The gambatools package is a Python 3 package that aims to support education in theoretical computer science at Eindhoven University of Technology. It contains a library for DFAs, NFAs, PDAs, Turing machines, context free grammars and regular expressions. Moreover, the package provides Jupyter notebooks with exercises. The library has been developed by Wieger Wesselink, and it was designed together with Erik de Vink.

GAMBA

The code was developed as part of the GAMBA project, which stands for: Grammars and Automata Made Boffo and Assessible.
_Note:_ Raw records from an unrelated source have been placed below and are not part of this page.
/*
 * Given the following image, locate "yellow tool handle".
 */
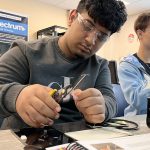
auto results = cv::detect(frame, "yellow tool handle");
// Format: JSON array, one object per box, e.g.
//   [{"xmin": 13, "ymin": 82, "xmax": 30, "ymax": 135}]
[{"xmin": 49, "ymin": 89, "xmax": 57, "ymax": 96}]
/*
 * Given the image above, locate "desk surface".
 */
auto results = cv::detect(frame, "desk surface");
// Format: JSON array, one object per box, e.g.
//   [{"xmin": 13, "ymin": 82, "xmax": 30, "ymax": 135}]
[{"xmin": 0, "ymin": 115, "xmax": 150, "ymax": 149}]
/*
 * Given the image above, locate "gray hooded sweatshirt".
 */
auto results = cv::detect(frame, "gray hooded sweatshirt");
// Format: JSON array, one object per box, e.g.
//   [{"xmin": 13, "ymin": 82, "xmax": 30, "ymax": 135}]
[{"xmin": 0, "ymin": 37, "xmax": 116, "ymax": 129}]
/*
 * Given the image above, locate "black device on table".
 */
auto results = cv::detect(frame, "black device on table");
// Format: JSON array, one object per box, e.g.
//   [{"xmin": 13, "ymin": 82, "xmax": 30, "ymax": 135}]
[{"xmin": 15, "ymin": 121, "xmax": 89, "ymax": 150}]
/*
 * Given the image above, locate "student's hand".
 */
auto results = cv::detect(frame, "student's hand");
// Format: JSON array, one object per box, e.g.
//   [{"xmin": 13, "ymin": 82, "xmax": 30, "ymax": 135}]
[
  {"xmin": 72, "ymin": 88, "xmax": 105, "ymax": 123},
  {"xmin": 16, "ymin": 84, "xmax": 61, "ymax": 127}
]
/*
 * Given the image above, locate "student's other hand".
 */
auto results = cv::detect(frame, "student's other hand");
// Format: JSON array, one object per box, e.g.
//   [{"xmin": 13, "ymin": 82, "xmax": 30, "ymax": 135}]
[
  {"xmin": 72, "ymin": 88, "xmax": 105, "ymax": 123},
  {"xmin": 16, "ymin": 84, "xmax": 61, "ymax": 127}
]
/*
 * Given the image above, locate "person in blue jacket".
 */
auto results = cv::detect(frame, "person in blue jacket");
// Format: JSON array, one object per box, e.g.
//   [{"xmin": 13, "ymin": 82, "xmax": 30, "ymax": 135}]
[{"xmin": 118, "ymin": 12, "xmax": 150, "ymax": 116}]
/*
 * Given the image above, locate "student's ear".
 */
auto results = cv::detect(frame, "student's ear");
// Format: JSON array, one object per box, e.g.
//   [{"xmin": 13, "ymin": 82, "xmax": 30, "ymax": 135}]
[
  {"xmin": 136, "ymin": 29, "xmax": 143, "ymax": 40},
  {"xmin": 68, "ymin": 9, "xmax": 77, "ymax": 26}
]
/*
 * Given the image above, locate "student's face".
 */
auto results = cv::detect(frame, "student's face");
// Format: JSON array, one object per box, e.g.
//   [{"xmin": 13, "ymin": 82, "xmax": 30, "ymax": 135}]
[
  {"xmin": 62, "ymin": 10, "xmax": 111, "ymax": 58},
  {"xmin": 139, "ymin": 25, "xmax": 150, "ymax": 51}
]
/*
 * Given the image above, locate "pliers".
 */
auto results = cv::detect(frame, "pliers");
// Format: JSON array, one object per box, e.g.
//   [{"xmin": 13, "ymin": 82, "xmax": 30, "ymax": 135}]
[{"xmin": 49, "ymin": 74, "xmax": 88, "ymax": 103}]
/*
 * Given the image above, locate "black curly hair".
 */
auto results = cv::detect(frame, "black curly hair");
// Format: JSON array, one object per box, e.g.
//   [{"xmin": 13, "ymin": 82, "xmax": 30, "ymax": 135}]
[
  {"xmin": 134, "ymin": 12, "xmax": 150, "ymax": 32},
  {"xmin": 77, "ymin": 0, "xmax": 127, "ymax": 34}
]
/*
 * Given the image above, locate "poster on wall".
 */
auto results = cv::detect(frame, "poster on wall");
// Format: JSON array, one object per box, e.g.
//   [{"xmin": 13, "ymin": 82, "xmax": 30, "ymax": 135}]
[{"xmin": 0, "ymin": 10, "xmax": 28, "ymax": 55}]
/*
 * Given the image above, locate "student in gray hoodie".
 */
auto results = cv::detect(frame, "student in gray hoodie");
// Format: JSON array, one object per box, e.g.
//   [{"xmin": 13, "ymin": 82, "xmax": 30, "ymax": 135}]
[{"xmin": 0, "ymin": 0, "xmax": 127, "ymax": 128}]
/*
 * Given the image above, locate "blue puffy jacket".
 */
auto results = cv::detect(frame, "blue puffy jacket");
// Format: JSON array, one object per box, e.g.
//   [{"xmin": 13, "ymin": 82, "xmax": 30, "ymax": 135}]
[{"xmin": 118, "ymin": 55, "xmax": 150, "ymax": 116}]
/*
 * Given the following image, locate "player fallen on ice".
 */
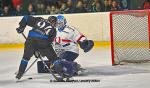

The goals of the project are to support

  • practising and assessing formal language techniques
  • self-paced learning outside contact hours
  • immediate feedback while practising
  • automated grading for assessment

(boffo: extremely successful, sensational)

License

The code is distributed under the GPL-3.0-or-later license.

Installation

The package can be installed using

pip install gambatools

The required python packages can be found in requirements.txt.

Rendering images

For visualization the graphviz python package is used. To render the generated DOT source code, you also need to install Graphviz. See the Graphviz website for further instructions. Make sure that the directory containing the dot executable is on your systems’ path.

Documentation

The file https://wiegerw.github.io/gambatools/pdf/main.pdf contains formal specifications of the algorithms in the library. Note that the code maps almost one-to-one to the specifications, so in order to understand the code please consult the pseudocode specifications.

Notebooks

The directory notebooks contains a number of Jupyter notebooks with exercises. In notebooks/with-answers the correct answers are already given, while in notebooks/without-answers they have been left out. The answers to the exercises are checked automatically. Whenever the user makes a mistake, appropriate feedback is given.

NFA to DFA

For specifying a DFA, NFA, etc. a line based textual input format is used, see the example below. The documentation contains a section that describes the syntax, while in the examples directory a number of examples can be found.

input_symbols 0 1
states qA qB qC qD

initial qA
final qC

qA qB 0
qA qD 1
qB qB 0
qB qC 1
qC qB 0
qC qC 1
qD qD 0
qD qD 1

Notebook generation

For convenience there is a mechanism to automatically generate notebooks from templates. The notebooks in notebooks/with-answers and notebooks/without-answers have been generated using the commands

make_notebook.py -o without-answers notebooks.batch
make_notebook.py --with-answers -o with-answers notebooks.batch

The templates contain tags of the form <<tag>> that are substituted by the make_notebook.py script. This generation is still experimental, and there is currently no documentation available for this.

Configuration

  • GambaTools.pda_epsilon_closure_max_iterations: this parameter is a limit on the number of iterations in the function pda_epsilon_closure. This value is introduced to avoid infinite computations on PDAs that contain epsilon-loops. Note that this limit may cause the function pda_words_up_to_n to miss words in exceptional cases.

Contact

If you are interested in using the package for education or have questions or feedback, the authors can be reached by email: [email protected] or [email protected].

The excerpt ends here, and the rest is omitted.